Photo courtesy of Amanda Rivera

Junior Amanda Rivera’s favorite memory from the volleyball season was playing at Liberty High School with her team during the state tournament.

Mallory Middendorff, Editor

This year will mark junior Amanda Rivera’s ninth year playing volleyball. While OSAA has postponed this year’s volleyball season until the winter, she has continued to train throughout quarantine and is looking forward to returning to the court with her teammates. 

Rivera looks up to her sister, Kalina Rivera ‘16, on the court. While at La Salle, Kalina helped lead her volleyball team to the playoffs twice during her time playing. “She always put in her best work and I strive to be the player she was,” Rivera said. 

In addition to having admiration for her sister, all of Rivera’s club coaches, especially those at Rose City Volleyball Club, have helped shape her into the player she is today, pushing her to be her best and motivating her to keep growing as a player. “They never gave up on me, even at my lowest points of self confidence, and helped me to rebuild it too,” she said. 

Rivera said that there are very few moments she is not playing volleyball because her hectic schedule consists of only school and club volleyball seasons.

Before La Salle transitioned to online learning, Rivera went straight from school to practice or games while squeezing in time to complete her homework and other extracurriculars. 

Over the years, Rivera struggled with moments where finding the motivation to continue playing had been difficult. When she feels unmotivated or stressed, Rivera remembers the way the sport makes her feel. “I get a big adrenaline rush during sports games, and [I] also feel so accomplished when I put [my] full effort on the court,” she said. “All the hard practice I put in finally pays off.”

Rivera said she is looking forward to returning to the court with her teammates for their winter season. (Photo courtesy of Amanda Rivera)

Rivera would describe her years playing volleyball as rewarding. She said that she loves to see her improvement when she is playing, especially when she knows she has been working hard on a certain skill and gets it down. When she has the sense that the new skills are coming together, Rivera feels more confident in herself.

Although Rivera is only starting her junior year, she is hoping to continue her education after high school at a college in Oregon and study nursing. “I really want a job in the medical field and [I] figured that nursing gets more of an interactive experience with more patients,” she said. 

Rivera encourages underclassmen to try out for volleyball because of the supportive and family-like atmosphere the program has. “No matter how much experience you have, our coaches are only here to build us as players and people, and they are always willing to help us out,” she said. 

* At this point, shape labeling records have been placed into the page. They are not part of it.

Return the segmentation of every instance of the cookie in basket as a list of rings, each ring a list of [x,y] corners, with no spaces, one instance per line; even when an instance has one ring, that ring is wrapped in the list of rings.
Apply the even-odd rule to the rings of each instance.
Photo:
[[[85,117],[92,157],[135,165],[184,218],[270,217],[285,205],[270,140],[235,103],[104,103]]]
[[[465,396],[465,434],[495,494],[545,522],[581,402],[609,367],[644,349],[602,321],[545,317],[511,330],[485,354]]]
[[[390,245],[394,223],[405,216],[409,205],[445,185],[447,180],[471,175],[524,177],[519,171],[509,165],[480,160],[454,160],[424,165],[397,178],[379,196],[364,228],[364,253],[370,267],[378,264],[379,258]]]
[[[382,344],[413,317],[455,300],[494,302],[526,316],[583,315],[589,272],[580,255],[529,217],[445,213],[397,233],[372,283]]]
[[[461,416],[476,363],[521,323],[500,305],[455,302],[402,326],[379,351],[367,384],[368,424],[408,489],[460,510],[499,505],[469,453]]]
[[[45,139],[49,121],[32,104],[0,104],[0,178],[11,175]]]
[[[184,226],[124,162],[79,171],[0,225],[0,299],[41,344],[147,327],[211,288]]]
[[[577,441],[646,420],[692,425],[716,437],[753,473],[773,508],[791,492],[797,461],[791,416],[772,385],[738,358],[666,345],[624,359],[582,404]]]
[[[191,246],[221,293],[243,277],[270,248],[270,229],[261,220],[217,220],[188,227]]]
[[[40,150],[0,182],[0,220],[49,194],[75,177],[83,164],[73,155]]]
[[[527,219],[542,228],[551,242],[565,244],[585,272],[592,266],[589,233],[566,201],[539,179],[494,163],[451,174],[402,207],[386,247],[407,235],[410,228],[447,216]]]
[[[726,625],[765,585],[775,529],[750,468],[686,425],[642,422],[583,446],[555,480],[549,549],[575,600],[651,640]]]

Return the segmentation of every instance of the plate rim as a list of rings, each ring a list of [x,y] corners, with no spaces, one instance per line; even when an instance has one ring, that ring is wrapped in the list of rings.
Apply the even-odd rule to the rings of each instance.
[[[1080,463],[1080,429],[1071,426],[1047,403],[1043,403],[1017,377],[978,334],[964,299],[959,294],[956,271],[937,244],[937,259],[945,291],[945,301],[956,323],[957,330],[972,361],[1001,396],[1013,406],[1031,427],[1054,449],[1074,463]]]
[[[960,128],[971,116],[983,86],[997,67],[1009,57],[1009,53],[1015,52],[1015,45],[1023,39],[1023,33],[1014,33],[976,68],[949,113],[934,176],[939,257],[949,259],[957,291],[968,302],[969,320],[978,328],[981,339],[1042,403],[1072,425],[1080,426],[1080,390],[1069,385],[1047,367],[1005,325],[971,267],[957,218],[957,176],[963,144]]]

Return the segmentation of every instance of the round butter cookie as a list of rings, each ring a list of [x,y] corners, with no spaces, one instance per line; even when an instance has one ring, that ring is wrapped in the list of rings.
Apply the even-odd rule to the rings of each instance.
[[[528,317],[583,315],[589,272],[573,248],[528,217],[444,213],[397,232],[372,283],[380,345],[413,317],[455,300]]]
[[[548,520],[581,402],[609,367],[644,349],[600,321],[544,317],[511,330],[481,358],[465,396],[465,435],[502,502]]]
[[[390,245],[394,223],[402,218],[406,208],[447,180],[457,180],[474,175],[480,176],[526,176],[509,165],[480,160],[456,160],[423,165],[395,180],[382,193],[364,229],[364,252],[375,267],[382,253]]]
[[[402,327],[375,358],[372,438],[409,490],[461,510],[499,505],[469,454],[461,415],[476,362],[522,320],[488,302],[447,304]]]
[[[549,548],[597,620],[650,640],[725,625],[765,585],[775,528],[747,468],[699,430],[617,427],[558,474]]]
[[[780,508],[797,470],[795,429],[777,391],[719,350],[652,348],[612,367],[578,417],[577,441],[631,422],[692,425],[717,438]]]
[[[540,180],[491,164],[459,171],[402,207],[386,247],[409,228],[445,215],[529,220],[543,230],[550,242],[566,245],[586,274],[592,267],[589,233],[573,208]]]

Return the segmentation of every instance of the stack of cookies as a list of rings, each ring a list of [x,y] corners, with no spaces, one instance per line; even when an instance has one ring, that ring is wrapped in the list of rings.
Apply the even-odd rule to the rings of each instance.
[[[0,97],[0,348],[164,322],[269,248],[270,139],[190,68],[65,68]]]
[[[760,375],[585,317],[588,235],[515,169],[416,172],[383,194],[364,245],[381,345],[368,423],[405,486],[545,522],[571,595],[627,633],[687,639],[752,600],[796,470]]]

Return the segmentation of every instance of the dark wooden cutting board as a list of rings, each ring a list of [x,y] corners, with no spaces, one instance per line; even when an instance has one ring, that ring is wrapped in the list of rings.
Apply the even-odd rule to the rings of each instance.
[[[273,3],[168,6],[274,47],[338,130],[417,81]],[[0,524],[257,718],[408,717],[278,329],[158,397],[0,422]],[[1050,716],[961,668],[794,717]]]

As for future seasons, Rivera is looking forward to returning to the court with her teammates, saying that they have become like sisters. She looks up to the seniors and tries to be a mentor for the underclassmen. “[My teammates] really are family to me and push me everyday to be the best player, person, and student I can be,” Rivera said. 

Rivera’s favorite memory from volleyball was playing at Liberty High School in the state tournament last season. “There’s just something about being under those lights and being surrounded by that many people at once,” she said. “It’s so surreal.”